Polisi Selidiki Dugaan Perusakan 50 Pohon Nanas di Tapango
Polman – Polisi mendalami kasus dugaan perusakan 50 pohon nanas milik petani di Dusun Punandai, Kelurahan Palitakan, Kecamatan Tapango, Kabupaten Polman.
Peristiwa ini menimpa Satturan (55), seorang wiraswasta. Ia mendapati kebun nanasnya dalam kondisi rusak saat kembali dari Masamba pada Senin, 10 Maret 2026 sekitar pukul 15.30 Wita. Akibat kejadian itu, korban memperkirakan kerugian mencapai Rp3 juta.
Personel Polsek Tapango langsung turun ke lokasi untuk melakukan pengecekan dan mengumpulkan keterangan awal. Hingga kini, penyelidikan masih berlangsung dan polisi belum mengantongi identitas pelaku.

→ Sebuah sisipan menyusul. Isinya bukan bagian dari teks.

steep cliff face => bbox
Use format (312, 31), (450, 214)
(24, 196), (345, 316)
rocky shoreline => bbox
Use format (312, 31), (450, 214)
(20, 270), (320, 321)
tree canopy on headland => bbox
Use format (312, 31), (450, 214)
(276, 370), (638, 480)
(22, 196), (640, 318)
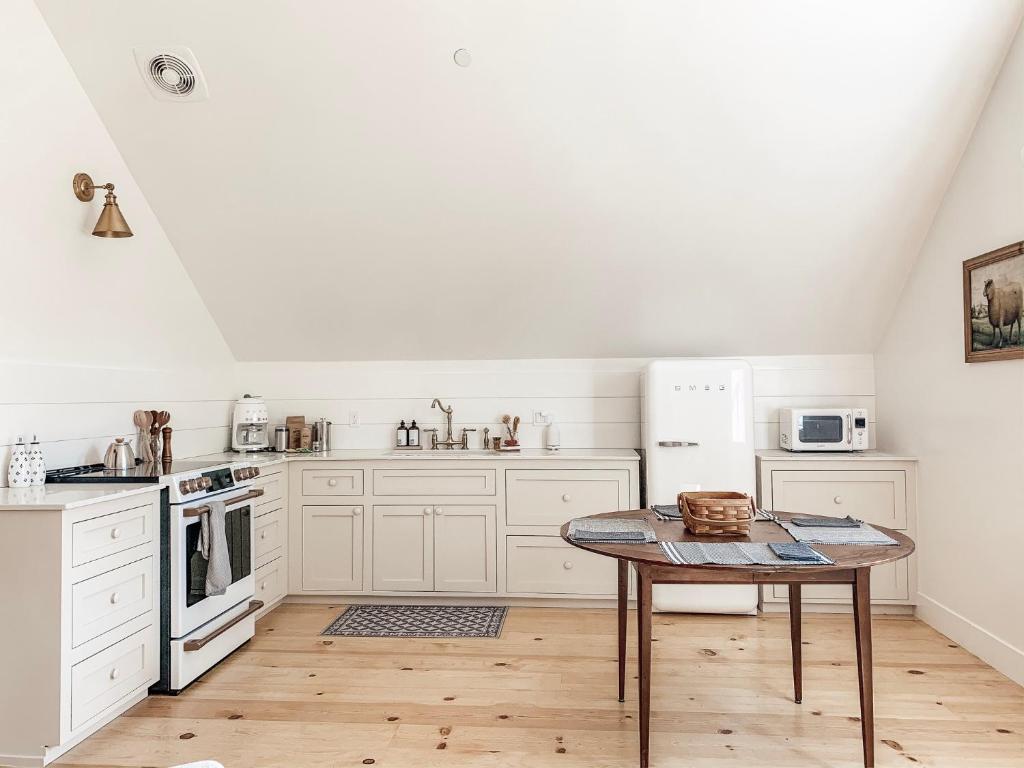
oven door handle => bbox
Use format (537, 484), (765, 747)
(184, 600), (263, 652)
(181, 488), (264, 517)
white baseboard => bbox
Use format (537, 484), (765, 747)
(914, 593), (1024, 685)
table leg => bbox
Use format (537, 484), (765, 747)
(790, 584), (804, 703)
(618, 560), (630, 701)
(637, 563), (650, 768)
(853, 568), (874, 768)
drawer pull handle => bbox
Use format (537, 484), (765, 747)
(184, 600), (263, 653)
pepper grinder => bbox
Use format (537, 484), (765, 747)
(161, 427), (173, 464)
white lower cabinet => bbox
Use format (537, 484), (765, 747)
(505, 536), (618, 597)
(434, 504), (498, 592)
(373, 505), (434, 592)
(300, 505), (362, 592)
(0, 489), (160, 766)
(757, 451), (918, 610)
(288, 452), (640, 598)
(373, 504), (498, 592)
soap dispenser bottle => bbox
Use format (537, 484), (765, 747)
(29, 435), (46, 485)
(7, 437), (32, 488)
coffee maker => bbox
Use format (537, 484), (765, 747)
(231, 394), (270, 452)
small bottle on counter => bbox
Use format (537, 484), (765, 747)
(7, 437), (32, 488)
(29, 435), (46, 485)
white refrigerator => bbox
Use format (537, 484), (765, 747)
(641, 358), (758, 613)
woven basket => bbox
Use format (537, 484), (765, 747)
(679, 490), (754, 536)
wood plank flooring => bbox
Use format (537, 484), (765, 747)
(54, 604), (1024, 768)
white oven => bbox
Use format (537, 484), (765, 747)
(163, 465), (263, 692)
(778, 408), (868, 451)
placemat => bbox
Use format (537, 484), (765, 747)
(568, 517), (657, 544)
(658, 542), (835, 567)
(779, 522), (899, 546)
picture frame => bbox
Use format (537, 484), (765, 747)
(964, 241), (1024, 362)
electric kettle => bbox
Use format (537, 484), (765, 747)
(103, 437), (135, 469)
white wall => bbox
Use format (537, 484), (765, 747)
(236, 354), (874, 449)
(876, 27), (1024, 683)
(0, 0), (233, 484)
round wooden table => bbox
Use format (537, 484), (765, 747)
(561, 509), (913, 768)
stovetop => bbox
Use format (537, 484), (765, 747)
(46, 459), (241, 482)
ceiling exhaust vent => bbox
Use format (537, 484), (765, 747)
(134, 46), (210, 101)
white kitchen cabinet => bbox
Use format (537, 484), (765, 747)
(288, 451), (640, 600)
(433, 504), (498, 592)
(300, 505), (362, 592)
(373, 505), (434, 592)
(0, 486), (160, 766)
(757, 451), (918, 610)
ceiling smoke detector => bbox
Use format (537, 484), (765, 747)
(134, 46), (210, 101)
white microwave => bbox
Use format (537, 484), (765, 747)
(778, 408), (868, 451)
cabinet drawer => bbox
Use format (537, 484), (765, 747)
(71, 556), (156, 647)
(253, 472), (285, 517)
(302, 468), (362, 496)
(71, 626), (159, 730)
(771, 469), (906, 529)
(71, 502), (157, 566)
(374, 467), (496, 496)
(253, 509), (285, 563)
(771, 558), (910, 603)
(505, 469), (630, 525)
(256, 557), (285, 606)
(505, 536), (618, 595)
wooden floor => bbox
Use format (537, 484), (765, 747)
(57, 605), (1024, 768)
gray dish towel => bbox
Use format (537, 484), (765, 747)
(197, 501), (231, 597)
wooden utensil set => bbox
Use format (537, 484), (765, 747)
(133, 411), (173, 464)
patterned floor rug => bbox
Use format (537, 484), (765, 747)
(321, 605), (508, 637)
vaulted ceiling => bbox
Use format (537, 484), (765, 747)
(37, 0), (1022, 360)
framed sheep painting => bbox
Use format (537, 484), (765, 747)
(964, 242), (1024, 362)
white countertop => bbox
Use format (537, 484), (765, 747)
(0, 449), (640, 512)
(755, 449), (918, 462)
(0, 482), (161, 512)
(191, 449), (640, 467)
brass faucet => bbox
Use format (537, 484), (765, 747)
(426, 397), (476, 451)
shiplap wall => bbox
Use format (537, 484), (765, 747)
(0, 361), (234, 486)
(236, 354), (876, 449)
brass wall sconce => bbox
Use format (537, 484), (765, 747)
(72, 173), (132, 238)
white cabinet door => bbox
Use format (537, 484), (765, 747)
(302, 505), (362, 592)
(434, 504), (498, 592)
(373, 504), (434, 592)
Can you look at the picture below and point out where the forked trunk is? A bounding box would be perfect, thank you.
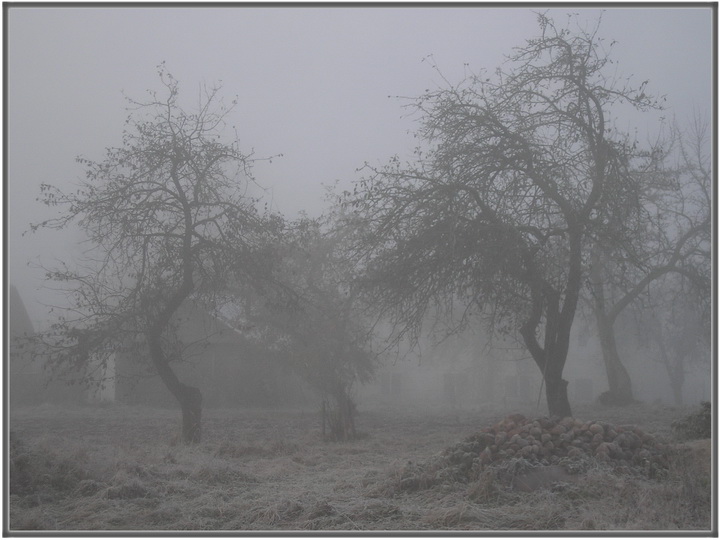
[148,335,202,443]
[595,310,634,405]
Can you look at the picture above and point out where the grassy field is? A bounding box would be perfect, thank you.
[6,405,712,532]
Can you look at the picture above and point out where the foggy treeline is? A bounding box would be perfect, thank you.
[10,15,712,442]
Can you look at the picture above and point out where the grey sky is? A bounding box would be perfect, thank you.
[6,4,712,325]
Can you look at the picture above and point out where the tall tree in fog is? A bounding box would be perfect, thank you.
[240,213,375,440]
[347,15,656,416]
[28,65,279,442]
[588,117,712,404]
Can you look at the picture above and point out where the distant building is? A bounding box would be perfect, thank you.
[7,285,83,406]
[91,302,314,407]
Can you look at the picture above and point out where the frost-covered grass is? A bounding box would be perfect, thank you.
[6,405,711,531]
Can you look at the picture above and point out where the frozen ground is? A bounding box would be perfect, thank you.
[6,405,711,531]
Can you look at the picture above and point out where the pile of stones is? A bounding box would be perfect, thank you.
[399,414,669,491]
[462,414,667,465]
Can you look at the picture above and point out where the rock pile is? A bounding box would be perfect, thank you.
[456,414,667,465]
[398,414,668,491]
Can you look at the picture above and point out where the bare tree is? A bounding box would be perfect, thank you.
[346,15,658,416]
[588,117,711,404]
[32,65,279,442]
[242,213,375,440]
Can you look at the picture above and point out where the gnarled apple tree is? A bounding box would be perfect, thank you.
[33,66,280,442]
[346,15,656,416]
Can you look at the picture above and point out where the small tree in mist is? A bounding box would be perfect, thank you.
[242,213,375,440]
[32,65,279,442]
[346,15,657,416]
[588,117,712,404]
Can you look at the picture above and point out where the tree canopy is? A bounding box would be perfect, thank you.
[33,65,282,441]
[345,15,659,416]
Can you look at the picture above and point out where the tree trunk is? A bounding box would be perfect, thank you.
[148,334,202,444]
[590,245,634,405]
[322,391,357,441]
[176,383,202,443]
[595,309,634,405]
[545,377,572,418]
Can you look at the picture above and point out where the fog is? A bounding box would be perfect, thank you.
[6,7,712,327]
[3,4,717,534]
[6,7,712,407]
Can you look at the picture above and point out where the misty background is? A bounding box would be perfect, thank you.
[6,5,713,408]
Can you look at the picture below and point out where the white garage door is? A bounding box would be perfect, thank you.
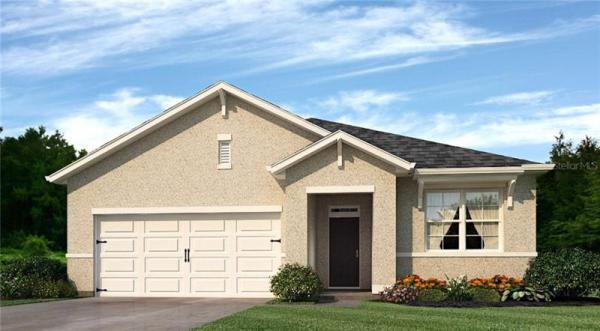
[96,213,281,297]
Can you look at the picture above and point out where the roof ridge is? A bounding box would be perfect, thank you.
[306,117,539,163]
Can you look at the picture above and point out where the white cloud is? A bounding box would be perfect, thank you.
[315,56,449,82]
[317,90,408,113]
[313,90,600,149]
[475,91,554,105]
[0,0,600,75]
[52,88,183,151]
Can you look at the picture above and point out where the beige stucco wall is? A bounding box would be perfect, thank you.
[396,175,536,278]
[282,145,396,286]
[67,96,318,291]
[309,194,373,289]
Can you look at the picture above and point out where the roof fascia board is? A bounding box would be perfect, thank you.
[46,82,329,184]
[414,163,554,177]
[267,134,338,174]
[267,131,415,174]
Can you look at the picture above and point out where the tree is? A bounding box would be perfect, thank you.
[0,126,86,249]
[537,132,600,251]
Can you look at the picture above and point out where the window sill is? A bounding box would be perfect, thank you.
[396,251,537,257]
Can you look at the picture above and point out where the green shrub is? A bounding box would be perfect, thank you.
[22,235,50,256]
[417,288,448,302]
[32,279,77,299]
[525,248,600,298]
[502,286,552,302]
[271,263,323,302]
[446,275,473,301]
[380,283,419,303]
[0,256,76,299]
[469,287,500,302]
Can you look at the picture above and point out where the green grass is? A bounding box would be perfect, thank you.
[196,302,600,331]
[0,247,67,264]
[0,299,66,307]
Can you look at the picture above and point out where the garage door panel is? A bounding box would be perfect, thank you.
[145,257,181,273]
[101,258,135,273]
[237,237,273,252]
[190,277,232,294]
[237,257,274,272]
[144,220,179,233]
[144,237,180,253]
[100,238,135,253]
[97,214,281,297]
[100,220,134,234]
[146,278,181,293]
[190,237,227,252]
[190,257,228,272]
[100,277,136,293]
[236,220,273,232]
[237,277,270,293]
[190,220,225,233]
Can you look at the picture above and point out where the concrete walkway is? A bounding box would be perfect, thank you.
[0,298,267,331]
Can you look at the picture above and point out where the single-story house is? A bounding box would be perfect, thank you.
[47,82,553,297]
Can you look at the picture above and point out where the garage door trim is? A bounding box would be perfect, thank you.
[92,205,283,215]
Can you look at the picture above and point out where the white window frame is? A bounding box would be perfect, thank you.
[423,187,505,255]
[217,133,233,170]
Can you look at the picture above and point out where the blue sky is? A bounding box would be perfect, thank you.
[0,0,600,161]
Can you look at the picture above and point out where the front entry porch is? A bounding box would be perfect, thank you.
[308,193,373,290]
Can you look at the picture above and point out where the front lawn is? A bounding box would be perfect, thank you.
[197,302,600,330]
[0,299,65,307]
[0,247,67,264]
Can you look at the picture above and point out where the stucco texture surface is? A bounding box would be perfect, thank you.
[282,144,396,285]
[396,175,536,278]
[67,96,318,290]
[398,257,529,279]
[315,194,373,289]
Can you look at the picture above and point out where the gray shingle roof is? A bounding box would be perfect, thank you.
[308,118,535,168]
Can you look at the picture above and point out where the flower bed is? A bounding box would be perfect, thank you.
[380,275,556,307]
[469,275,524,293]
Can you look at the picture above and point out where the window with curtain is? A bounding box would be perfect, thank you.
[465,191,500,249]
[425,190,500,250]
[426,192,460,249]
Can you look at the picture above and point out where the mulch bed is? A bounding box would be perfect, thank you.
[408,298,600,308]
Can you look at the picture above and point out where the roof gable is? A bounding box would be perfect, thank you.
[267,131,415,175]
[308,118,535,168]
[46,82,330,184]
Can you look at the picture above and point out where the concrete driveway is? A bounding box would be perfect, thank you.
[0,298,267,331]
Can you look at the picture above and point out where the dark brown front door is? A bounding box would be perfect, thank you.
[329,217,358,287]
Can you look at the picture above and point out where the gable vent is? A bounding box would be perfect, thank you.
[219,140,231,166]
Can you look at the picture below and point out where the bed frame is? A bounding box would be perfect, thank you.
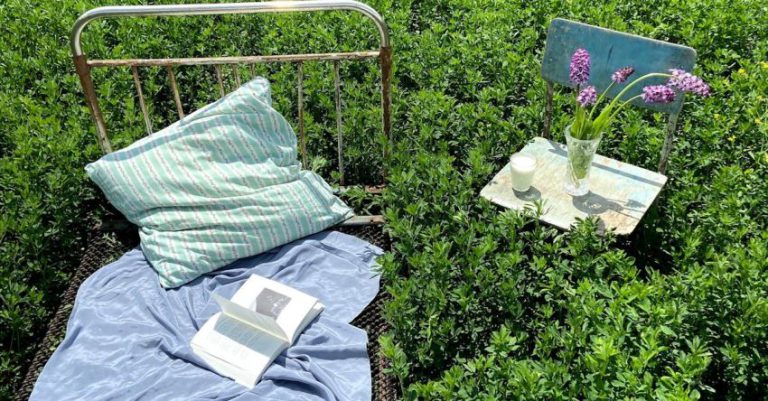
[17,0,397,400]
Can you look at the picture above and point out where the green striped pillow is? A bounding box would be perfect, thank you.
[86,78,352,287]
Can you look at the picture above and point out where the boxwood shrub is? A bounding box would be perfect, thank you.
[0,0,768,400]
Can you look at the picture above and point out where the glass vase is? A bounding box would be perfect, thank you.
[565,125,603,196]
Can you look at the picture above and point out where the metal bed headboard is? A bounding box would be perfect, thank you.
[70,0,392,185]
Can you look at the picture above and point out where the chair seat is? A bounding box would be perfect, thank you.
[480,137,667,235]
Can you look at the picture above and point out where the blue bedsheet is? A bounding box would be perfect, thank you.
[30,232,381,401]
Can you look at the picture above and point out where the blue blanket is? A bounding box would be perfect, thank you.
[30,232,381,400]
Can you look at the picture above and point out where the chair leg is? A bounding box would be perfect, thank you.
[542,81,555,139]
[658,113,679,174]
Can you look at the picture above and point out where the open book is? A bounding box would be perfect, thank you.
[191,275,324,388]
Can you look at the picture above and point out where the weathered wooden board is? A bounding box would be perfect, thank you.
[541,18,696,113]
[480,137,667,234]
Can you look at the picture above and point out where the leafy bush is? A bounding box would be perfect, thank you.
[0,0,768,400]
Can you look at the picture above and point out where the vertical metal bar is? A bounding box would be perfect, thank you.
[213,64,225,97]
[131,65,152,135]
[165,65,184,118]
[379,46,392,177]
[298,61,309,169]
[333,60,344,185]
[542,81,555,139]
[74,55,112,154]
[658,113,680,174]
[232,64,243,87]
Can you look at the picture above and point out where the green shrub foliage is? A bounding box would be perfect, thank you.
[0,0,768,400]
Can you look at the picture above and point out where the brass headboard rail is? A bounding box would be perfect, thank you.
[70,0,392,185]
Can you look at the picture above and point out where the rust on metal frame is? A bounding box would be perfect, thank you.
[297,61,309,169]
[70,0,392,183]
[232,64,243,88]
[165,65,184,119]
[379,46,392,177]
[333,60,344,185]
[213,64,227,97]
[88,51,380,68]
[131,66,152,135]
[74,55,112,153]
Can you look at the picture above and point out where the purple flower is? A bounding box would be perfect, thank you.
[576,86,597,107]
[611,67,635,84]
[642,85,675,103]
[570,49,590,85]
[667,68,710,97]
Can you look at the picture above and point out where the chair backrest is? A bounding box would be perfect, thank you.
[541,18,696,173]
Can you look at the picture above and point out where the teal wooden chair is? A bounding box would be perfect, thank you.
[480,18,696,235]
[541,18,696,174]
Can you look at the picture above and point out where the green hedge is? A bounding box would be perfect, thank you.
[0,0,768,400]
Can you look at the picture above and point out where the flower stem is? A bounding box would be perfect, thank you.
[589,81,615,120]
[593,72,672,132]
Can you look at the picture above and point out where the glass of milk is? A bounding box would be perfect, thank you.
[509,153,536,192]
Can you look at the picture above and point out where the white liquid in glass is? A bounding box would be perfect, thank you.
[509,153,536,192]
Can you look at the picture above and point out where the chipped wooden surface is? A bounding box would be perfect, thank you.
[541,18,696,113]
[480,137,667,235]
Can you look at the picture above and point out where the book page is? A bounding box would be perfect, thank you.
[192,313,287,387]
[213,290,290,343]
[232,275,322,343]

“Kami dari Polsek Tapango akan terus menyelidiki kasus pengrusakan tanaman nanas ini. Kami menghimbau masyarakat agar selalu menjaga keamanan dan melaporkan jika mengetahui informasi terkait pelaku, agar proses hukum dapat berjalan dengan cepat dan tepat,” ujar Kapolsek Tapango, IPTU Muhammad Ishak.
Polisi menduga aksi tersebut terjadi saat korban berada di luar daerah, sehingga tidak ada saksi langsung di lokasi. Kondisi ini menjadi tantangan tersendiri dalam proses pengungkapan kasus.
Meski demikian, aparat memastikan penyelidikan terus berjalan. Polisi berupaya mengungkap pelaku sekaligus motif di balik pengrusakan tanaman yang merugikan petani tersebut.